It is estimated that more than half a million businesses across the UK are playing music illegally. But many of them don't even know it.

By law, whenever music is played publicly (that's considered to be anywhere outside the home) a licence is needed.

It doesn't matter whether it's played on a radio, cd or mp3, or who's listening.

In the case of businesses, whether staff or customers can hear it, you still need a licence.

The Performing Right Society (PRS) takes the money and pays it to the artist.

Too complicated?

That's because under the Copyright, Designs and Patents Act 1988 if you use copyright music in public, you need to have permission from every writer or composer.

Without a licence you could be taken to court and face a big bill for legal costs.

Last year the PRS made 134m from Public Performance Licences. They keep between 6-12% of what they take, before passing it on to the artist.

The songwriter can make anything between 1 and upwards of 20 per play.

But groups representing businesses claim it's too complicated for many firms to work out whether they need a licence and that smaller businesses, with just one or two staff, should be exempt.

A taxi driver needs one if his passengers can hear it.
Factory workers in a canteen are not in a domestic environment so a licence would be needed.
You do not need one if you're listening on a personal MP3 playera at work because it isn't a public performance.

Tony Jackson runs a garage in Nottingham, he used to listen to the radio all day until he had a letter from the PRS telling him he had to pay 138 for a licence.

He's refusing to pay, instead he's turned the music off.

He said: "if they were asking for 20 or 30 quid a year, OK great. I'd still begrudge it, but I'd pay it.

But 138 quid for me to listen to my music in my business of my own, that's taking the mick."

There are more than 40 different tariffs for music licenses depending on the type, size and nature of the business.

You can buy them online or over the phone.

'Money-making exercise'

Adrian Crookes, from PRS, said: "If you want to play music in your business, you've got to get the songwriter or the composer's permission to do that.

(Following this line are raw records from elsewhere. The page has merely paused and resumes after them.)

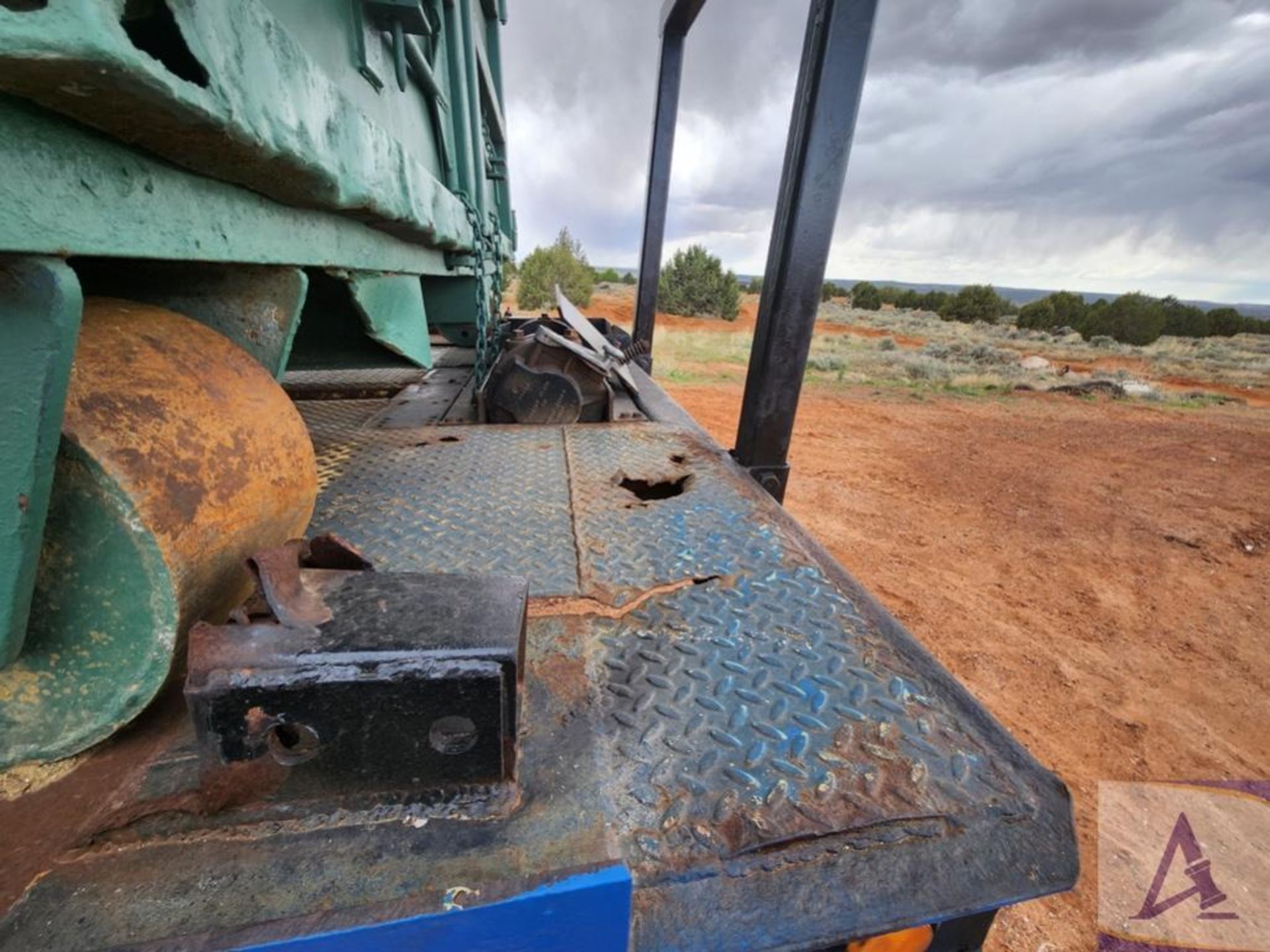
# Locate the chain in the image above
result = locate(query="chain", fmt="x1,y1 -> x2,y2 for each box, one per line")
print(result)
456,192 -> 503,389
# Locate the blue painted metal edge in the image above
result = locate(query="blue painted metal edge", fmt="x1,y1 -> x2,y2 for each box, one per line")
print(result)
241,865 -> 631,952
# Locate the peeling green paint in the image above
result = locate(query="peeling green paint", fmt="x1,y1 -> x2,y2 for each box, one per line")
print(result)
0,442 -> 179,770
0,258 -> 84,666
0,0 -> 472,249
348,274 -> 432,367
0,97 -> 450,274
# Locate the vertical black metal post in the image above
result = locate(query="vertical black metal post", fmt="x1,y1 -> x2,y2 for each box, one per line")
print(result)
632,0 -> 705,368
733,0 -> 878,500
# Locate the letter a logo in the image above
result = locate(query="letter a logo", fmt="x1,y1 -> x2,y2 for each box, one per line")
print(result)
1132,814 -> 1240,919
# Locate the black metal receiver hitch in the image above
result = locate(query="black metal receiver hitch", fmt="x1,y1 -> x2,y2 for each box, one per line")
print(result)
185,543 -> 527,795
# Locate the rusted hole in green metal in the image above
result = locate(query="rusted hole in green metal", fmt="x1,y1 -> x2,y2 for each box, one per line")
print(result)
268,721 -> 319,767
617,476 -> 692,502
119,0 -> 207,87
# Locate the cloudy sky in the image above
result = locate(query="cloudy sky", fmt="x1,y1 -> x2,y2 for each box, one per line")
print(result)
503,0 -> 1270,302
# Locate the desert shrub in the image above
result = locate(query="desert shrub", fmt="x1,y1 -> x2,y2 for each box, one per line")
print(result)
806,354 -> 847,372
966,344 -> 1017,363
851,280 -> 881,311
657,245 -> 740,321
904,356 -> 949,381
922,340 -> 952,360
940,284 -> 1009,324
1160,301 -> 1208,338
516,229 -> 595,311
921,291 -> 952,313
820,280 -> 847,301
1195,307 -> 1245,338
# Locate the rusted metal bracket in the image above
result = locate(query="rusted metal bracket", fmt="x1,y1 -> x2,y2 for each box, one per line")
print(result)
185,538 -> 529,793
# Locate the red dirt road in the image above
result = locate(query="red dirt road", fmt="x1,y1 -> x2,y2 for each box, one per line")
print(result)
669,385 -> 1270,952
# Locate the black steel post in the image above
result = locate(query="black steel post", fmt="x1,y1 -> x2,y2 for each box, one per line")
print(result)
632,0 -> 705,370
733,0 -> 878,500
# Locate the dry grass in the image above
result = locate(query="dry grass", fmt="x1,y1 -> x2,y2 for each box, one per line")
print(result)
654,302 -> 1270,400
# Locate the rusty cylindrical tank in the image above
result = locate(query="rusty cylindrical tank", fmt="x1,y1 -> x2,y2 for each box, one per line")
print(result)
0,298 -> 318,768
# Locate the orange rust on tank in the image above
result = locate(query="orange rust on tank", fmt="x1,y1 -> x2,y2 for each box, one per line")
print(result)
62,298 -> 318,628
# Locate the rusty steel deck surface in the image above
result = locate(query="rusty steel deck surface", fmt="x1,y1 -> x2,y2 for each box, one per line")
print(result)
0,370 -> 1076,949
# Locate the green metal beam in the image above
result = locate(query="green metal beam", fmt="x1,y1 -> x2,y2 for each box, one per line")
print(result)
0,97 -> 450,274
0,0 -> 471,249
348,274 -> 432,367
0,258 -> 84,668
75,259 -> 308,378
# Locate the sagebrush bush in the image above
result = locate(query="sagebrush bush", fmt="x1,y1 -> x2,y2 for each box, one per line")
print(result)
516,229 -> 595,311
657,245 -> 740,321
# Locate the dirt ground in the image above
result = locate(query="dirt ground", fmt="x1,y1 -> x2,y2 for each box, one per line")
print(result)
668,383 -> 1270,952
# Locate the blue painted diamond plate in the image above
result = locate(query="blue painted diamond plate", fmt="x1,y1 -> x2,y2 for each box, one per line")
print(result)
566,425 -> 790,604
595,565 -> 1027,862
310,426 -> 578,595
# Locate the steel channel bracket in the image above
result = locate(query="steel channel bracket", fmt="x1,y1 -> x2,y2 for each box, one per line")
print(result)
185,543 -> 529,793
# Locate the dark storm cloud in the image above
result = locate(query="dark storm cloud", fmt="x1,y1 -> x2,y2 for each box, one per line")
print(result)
504,0 -> 1270,298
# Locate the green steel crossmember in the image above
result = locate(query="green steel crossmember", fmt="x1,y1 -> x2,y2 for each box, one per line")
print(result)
75,259 -> 310,379
0,97 -> 464,274
0,97 -> 464,274
0,257 -> 84,668
348,273 -> 432,367
0,0 -> 472,249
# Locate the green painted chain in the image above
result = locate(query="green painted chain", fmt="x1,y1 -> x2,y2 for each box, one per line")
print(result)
457,192 -> 503,389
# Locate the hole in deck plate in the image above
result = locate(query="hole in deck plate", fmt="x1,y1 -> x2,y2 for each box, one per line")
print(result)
617,476 -> 692,502
119,0 -> 207,87
267,721 -> 319,767
428,715 -> 476,756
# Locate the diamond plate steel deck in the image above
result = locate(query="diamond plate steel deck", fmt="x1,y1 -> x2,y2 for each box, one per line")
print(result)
296,400 -> 389,489
311,426 -> 578,595
0,381 -> 1076,951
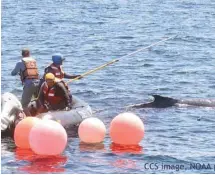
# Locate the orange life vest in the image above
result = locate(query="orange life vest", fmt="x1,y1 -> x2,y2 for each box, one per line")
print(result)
20,57 -> 39,82
46,63 -> 64,79
42,79 -> 69,104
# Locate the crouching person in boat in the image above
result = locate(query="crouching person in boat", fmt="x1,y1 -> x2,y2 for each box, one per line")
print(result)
32,73 -> 72,114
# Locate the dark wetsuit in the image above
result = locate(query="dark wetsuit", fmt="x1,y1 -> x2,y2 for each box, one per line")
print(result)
38,82 -> 72,110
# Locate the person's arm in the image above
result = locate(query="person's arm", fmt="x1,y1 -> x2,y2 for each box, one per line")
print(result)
11,62 -> 21,76
57,82 -> 72,108
64,73 -> 82,79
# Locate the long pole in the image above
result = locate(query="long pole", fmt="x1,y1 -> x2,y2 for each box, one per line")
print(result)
67,35 -> 177,84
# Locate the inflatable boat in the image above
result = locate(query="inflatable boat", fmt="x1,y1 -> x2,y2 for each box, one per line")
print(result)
37,95 -> 92,127
1,92 -> 92,136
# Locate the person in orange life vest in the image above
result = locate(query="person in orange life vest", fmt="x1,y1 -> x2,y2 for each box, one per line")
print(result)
38,73 -> 72,111
43,54 -> 82,79
11,48 -> 39,108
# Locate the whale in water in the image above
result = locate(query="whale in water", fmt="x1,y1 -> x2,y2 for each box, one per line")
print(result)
129,95 -> 215,108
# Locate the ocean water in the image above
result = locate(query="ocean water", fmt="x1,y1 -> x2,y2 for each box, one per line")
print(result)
1,0 -> 215,174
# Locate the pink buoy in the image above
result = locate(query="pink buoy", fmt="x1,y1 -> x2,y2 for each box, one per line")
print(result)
14,117 -> 40,149
110,112 -> 144,145
78,117 -> 106,143
29,120 -> 67,155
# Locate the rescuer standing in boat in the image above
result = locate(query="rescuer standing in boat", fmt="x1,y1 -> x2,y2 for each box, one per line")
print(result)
38,73 -> 72,112
11,48 -> 39,108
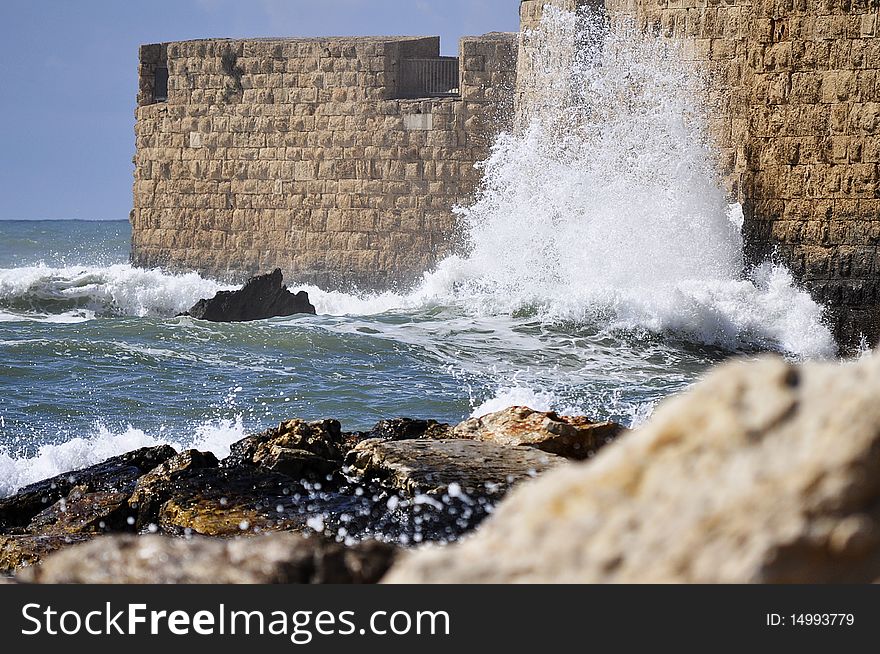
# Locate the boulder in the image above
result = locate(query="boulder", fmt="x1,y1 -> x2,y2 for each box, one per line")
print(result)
388,356 -> 880,583
19,534 -> 395,584
151,466 -> 309,536
223,420 -> 350,478
27,488 -> 135,535
347,439 -> 564,497
128,450 -> 220,531
0,445 -> 176,531
181,268 -> 315,322
454,406 -> 624,460
347,418 -> 453,447
0,534 -> 93,574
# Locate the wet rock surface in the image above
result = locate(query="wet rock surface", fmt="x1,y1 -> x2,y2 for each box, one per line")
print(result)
0,445 -> 176,533
0,410 -> 620,579
348,439 -> 564,497
18,534 -> 396,584
0,534 -> 93,574
453,406 -> 625,460
388,356 -> 880,583
182,268 -> 315,322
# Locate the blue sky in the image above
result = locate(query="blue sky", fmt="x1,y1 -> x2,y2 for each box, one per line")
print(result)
0,0 -> 519,220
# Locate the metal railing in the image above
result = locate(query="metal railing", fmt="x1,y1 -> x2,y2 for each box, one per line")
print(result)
399,57 -> 459,98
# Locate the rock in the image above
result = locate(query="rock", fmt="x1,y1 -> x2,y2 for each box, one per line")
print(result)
27,489 -> 135,535
148,466 -> 308,536
347,439 -> 564,497
0,445 -> 176,531
223,420 -> 350,479
181,268 -> 315,322
454,406 -> 624,460
0,534 -> 92,573
19,534 -> 395,584
348,418 -> 453,447
388,356 -> 880,583
128,450 -> 220,531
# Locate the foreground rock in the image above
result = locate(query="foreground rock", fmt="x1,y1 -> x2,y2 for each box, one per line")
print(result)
0,534 -> 92,573
18,534 -> 396,584
453,406 -> 624,460
388,357 -> 880,583
348,439 -> 564,497
182,269 -> 315,322
0,409 -> 620,572
0,445 -> 176,532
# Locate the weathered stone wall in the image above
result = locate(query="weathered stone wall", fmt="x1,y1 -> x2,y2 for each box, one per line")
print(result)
131,34 -> 516,288
521,0 -> 880,343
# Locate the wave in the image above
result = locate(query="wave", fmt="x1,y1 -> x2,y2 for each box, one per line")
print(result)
0,417 -> 247,497
0,7 -> 836,357
0,264 -> 231,322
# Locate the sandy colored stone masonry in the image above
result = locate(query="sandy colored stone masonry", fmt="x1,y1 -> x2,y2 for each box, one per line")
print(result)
521,0 -> 880,343
132,0 -> 880,343
131,34 -> 517,288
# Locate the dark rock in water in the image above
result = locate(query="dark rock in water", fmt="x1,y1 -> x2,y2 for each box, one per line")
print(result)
454,406 -> 626,461
347,439 -> 565,498
223,420 -> 350,479
152,466 -> 320,536
348,418 -> 452,447
19,534 -> 396,584
0,445 -> 176,531
0,534 -> 94,573
128,450 -> 220,531
181,268 -> 315,322
27,488 -> 135,536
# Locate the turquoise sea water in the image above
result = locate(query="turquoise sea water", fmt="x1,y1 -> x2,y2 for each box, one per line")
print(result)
0,221 -> 729,493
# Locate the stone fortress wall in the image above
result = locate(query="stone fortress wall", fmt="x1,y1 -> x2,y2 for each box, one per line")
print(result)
131,34 -> 517,288
521,0 -> 880,344
132,0 -> 880,342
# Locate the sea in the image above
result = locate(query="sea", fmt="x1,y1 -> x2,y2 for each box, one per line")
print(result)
0,11 -> 836,496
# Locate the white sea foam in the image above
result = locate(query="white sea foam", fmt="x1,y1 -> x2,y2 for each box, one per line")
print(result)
0,418 -> 246,497
0,8 -> 835,364
0,264 -> 229,322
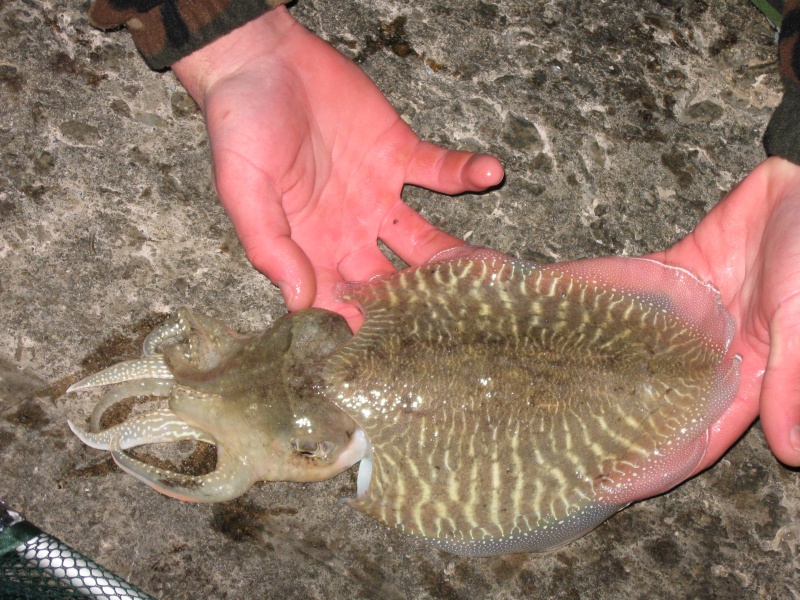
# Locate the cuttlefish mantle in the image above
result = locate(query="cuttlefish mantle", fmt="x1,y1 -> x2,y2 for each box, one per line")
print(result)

So what we do is remind businesses that they need licences and if they haven't got one, how they can get one."

Stephen Alambritis from the Federation of Small Businesses said it's a money-making exercise and some of the smallest firms can't afford it.

He said: "To enforce it on small factories where there are only two or three employees, in shops where it's obvious it's in the back room, then we don't think that they should be asked to pay."

The PRS said it is only fair that all businesses pay up.